After a longish wait, of Montreal emerged. First there were just glimpses: a guitar amp covered in pink shag carpet, band members standing behind the opening and closing back stage doors. Hot pink and orange. A ‘70s floral print, a hat with an elaborate veil.
But once they took the stage, the show was off and running. “The Party’s Crashing Us,” an early offering, showcased a kind of overzealous fun. Lead singer Kevin Barnes demanded fist pumping from the crowd. A team of ninjas in black tossed white balloons into the crowd. Psychedelic visuals (far better, graphically, than the typical lava lamp effect) ran across half a dozen screens.
Barnes, dressed in a skinny grey suit, red ruffled shirt, metallic blue eyeshadow, his hair cut short on one side, held court center stage. During the Bowie-esque “Godly Intersex,” the ninjas held up a sheet on which a black and white movie played oblivious to Barnes’ powerful falsetto.

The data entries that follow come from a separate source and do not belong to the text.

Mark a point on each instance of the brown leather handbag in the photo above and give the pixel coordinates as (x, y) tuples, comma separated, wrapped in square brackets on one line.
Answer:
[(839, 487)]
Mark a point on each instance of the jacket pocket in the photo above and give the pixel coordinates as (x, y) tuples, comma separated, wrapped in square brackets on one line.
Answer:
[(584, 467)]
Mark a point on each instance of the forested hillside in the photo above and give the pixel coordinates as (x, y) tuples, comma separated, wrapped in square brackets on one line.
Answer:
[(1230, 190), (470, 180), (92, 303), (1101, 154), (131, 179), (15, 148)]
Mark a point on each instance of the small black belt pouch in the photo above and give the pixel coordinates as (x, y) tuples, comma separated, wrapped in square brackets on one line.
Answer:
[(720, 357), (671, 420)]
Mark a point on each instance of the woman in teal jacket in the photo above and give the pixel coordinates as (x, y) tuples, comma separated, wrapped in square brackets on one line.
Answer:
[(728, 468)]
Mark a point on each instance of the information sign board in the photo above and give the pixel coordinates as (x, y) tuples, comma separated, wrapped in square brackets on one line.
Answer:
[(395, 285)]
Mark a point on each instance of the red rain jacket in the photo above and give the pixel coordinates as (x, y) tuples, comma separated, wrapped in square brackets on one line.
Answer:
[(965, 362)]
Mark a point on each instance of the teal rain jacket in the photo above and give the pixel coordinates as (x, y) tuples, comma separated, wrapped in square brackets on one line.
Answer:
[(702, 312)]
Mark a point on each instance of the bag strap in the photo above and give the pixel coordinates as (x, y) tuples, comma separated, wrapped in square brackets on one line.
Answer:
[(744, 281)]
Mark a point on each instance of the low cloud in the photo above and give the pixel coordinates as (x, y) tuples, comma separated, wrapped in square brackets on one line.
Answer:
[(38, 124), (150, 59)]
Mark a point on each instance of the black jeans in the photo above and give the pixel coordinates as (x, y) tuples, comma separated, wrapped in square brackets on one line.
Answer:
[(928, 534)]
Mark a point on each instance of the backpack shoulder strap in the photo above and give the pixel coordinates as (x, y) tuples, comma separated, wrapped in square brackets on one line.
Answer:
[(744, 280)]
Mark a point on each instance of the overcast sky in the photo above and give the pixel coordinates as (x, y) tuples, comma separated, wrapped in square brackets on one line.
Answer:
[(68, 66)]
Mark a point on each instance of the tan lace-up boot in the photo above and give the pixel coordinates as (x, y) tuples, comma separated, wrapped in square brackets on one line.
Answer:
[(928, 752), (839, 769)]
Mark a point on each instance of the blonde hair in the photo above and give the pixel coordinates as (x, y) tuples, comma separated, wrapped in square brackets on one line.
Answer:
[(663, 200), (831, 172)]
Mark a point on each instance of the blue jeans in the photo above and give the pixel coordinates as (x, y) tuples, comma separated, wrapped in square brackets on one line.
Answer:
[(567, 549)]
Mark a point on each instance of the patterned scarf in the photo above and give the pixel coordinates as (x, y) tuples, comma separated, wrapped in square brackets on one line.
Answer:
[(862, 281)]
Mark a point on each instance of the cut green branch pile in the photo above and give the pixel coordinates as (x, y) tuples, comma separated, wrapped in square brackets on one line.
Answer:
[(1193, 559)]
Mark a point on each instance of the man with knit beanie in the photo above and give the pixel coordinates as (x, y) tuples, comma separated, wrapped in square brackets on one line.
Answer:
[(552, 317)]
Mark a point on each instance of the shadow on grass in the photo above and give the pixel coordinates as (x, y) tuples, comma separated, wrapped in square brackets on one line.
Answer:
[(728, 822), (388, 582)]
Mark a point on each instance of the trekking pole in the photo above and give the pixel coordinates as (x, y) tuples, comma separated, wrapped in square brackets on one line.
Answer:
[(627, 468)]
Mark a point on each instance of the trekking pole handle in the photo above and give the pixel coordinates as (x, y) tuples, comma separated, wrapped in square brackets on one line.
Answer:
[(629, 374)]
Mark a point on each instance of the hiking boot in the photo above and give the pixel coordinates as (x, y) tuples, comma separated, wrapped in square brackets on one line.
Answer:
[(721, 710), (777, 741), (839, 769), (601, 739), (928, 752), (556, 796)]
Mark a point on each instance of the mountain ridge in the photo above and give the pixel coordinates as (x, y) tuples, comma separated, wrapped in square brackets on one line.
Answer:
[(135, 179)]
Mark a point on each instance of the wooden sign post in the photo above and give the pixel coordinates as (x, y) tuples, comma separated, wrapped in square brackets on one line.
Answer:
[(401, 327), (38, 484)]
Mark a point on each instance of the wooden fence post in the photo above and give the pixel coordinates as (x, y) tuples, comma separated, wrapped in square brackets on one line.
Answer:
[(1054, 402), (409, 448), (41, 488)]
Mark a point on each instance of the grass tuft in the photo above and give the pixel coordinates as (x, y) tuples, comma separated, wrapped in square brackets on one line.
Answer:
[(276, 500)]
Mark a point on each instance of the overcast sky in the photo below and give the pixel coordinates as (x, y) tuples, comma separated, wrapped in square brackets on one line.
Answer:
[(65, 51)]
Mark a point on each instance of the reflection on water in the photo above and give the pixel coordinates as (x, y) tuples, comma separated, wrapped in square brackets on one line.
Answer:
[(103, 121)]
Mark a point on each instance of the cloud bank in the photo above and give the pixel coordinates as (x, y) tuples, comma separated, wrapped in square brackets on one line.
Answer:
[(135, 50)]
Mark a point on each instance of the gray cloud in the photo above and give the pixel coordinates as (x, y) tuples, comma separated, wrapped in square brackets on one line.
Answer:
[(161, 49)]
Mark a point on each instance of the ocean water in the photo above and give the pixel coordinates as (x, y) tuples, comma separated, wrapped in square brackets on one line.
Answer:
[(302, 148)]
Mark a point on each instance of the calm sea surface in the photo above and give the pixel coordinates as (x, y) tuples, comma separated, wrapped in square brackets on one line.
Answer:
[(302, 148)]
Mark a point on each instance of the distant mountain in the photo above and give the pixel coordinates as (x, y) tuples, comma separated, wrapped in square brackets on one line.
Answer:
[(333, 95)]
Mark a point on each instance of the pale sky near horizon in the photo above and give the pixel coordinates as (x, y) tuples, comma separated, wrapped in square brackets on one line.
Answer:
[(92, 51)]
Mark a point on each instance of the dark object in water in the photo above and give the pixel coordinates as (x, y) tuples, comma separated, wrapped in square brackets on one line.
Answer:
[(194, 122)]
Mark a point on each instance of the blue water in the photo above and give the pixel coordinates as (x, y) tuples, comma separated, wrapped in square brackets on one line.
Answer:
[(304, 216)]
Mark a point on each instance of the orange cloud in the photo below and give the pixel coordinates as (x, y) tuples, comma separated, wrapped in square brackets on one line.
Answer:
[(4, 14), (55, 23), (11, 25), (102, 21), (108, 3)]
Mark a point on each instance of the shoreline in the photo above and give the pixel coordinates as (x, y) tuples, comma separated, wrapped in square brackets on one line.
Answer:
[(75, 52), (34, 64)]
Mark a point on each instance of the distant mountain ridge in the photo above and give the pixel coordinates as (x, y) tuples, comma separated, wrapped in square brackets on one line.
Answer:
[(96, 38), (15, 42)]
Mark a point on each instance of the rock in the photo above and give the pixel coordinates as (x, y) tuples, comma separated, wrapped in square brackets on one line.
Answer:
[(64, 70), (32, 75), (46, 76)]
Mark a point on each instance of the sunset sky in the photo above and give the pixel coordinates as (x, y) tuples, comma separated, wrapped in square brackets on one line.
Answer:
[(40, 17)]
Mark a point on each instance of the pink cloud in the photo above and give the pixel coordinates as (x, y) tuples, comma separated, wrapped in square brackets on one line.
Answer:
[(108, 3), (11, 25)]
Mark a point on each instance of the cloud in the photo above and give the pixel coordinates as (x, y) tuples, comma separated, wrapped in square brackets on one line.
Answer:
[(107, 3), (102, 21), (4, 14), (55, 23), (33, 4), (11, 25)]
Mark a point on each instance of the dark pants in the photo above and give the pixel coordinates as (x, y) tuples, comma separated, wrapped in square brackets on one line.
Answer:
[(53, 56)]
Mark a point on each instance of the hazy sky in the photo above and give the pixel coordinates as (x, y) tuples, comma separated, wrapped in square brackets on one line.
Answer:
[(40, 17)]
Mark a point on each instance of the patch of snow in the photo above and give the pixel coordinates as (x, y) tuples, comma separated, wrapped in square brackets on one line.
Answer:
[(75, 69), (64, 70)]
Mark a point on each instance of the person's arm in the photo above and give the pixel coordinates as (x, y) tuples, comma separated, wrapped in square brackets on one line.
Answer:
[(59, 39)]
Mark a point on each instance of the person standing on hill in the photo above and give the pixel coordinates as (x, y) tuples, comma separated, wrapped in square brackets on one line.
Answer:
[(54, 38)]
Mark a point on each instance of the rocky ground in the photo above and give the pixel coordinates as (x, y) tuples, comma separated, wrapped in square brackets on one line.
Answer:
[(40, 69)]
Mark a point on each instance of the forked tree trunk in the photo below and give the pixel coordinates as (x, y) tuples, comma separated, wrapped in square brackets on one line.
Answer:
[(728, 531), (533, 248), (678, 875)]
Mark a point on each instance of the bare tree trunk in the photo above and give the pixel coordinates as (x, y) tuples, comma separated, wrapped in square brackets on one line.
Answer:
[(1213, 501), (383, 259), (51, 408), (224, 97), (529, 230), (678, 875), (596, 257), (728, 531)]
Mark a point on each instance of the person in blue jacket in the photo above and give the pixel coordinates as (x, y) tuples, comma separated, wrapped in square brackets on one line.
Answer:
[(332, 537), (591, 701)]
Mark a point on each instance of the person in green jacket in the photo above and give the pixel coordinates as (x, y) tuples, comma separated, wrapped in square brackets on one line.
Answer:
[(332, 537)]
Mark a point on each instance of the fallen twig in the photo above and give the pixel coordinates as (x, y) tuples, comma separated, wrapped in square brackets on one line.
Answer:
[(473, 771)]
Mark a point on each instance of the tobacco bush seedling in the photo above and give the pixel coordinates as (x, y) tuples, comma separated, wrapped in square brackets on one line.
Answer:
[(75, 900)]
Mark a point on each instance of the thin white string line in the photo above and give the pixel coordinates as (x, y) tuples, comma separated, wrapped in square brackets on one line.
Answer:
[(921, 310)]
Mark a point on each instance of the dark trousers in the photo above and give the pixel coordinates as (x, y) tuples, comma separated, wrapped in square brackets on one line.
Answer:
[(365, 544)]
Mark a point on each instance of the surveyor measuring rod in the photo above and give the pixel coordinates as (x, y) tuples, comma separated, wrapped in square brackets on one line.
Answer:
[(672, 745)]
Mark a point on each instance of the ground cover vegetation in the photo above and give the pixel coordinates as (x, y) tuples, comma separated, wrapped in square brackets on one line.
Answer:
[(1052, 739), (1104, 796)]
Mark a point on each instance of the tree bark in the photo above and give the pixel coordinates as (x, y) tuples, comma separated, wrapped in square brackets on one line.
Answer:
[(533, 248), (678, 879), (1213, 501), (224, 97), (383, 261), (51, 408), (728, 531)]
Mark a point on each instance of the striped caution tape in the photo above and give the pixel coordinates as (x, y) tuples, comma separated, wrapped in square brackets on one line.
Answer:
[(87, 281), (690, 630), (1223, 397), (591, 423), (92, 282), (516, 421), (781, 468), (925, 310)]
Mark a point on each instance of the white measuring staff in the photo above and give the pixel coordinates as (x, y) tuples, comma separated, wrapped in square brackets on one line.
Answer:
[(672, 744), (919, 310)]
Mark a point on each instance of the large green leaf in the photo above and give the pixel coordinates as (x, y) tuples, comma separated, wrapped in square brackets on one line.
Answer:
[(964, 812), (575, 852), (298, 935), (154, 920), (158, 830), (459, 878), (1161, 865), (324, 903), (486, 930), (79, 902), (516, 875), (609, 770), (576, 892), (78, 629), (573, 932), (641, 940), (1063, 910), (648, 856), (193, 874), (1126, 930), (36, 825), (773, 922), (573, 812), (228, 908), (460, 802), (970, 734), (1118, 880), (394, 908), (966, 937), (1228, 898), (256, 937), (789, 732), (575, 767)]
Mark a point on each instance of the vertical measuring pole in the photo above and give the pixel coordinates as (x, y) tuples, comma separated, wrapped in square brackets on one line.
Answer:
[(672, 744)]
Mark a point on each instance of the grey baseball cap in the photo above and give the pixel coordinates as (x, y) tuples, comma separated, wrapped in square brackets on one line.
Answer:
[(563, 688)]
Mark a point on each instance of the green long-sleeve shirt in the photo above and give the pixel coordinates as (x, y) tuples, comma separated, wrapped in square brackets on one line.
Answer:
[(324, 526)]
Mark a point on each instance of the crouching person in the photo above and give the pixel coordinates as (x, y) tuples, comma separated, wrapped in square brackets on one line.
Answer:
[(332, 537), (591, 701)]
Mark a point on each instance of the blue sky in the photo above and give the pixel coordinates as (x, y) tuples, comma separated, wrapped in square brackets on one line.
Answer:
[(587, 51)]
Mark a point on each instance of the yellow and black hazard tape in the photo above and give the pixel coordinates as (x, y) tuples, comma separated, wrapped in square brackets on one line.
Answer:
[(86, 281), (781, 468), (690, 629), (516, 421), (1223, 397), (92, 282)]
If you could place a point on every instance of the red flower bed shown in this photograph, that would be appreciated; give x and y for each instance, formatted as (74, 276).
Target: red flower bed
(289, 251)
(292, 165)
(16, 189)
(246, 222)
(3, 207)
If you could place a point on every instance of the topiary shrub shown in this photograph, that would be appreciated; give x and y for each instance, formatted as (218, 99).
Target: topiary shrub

Of Montreal played a number of songs from their latest release, Paralytic Stalks. “Dour Percentage,” probably the best known track from that album, is all BeeGees swagger and boogie nights — enough so that a guy nearby shouted, “Disco sucks!” But what the band was playing was really anti disco, using the vacuous, polyester club beats of the ‘70s as a jumbling off point to talk about everything that disco would never touch. Lonliness, alienation, disillusionment. All wrapped up in a party-ready confection of lights, layered instrumentation, theatrics, costumes, performance art, crowd-surfing ninjas and a crazy, spooky flute melody.
Visuals — nearly as much a part of the show as the songs — ranged from paper cut art that recalled Where the Wild Things Are to a black, white and red TV-with-no-reception series of jabs and slashes set to a heavy, blood-pounding number that took the mood from ‘70s groove to ‘80s stadium rock.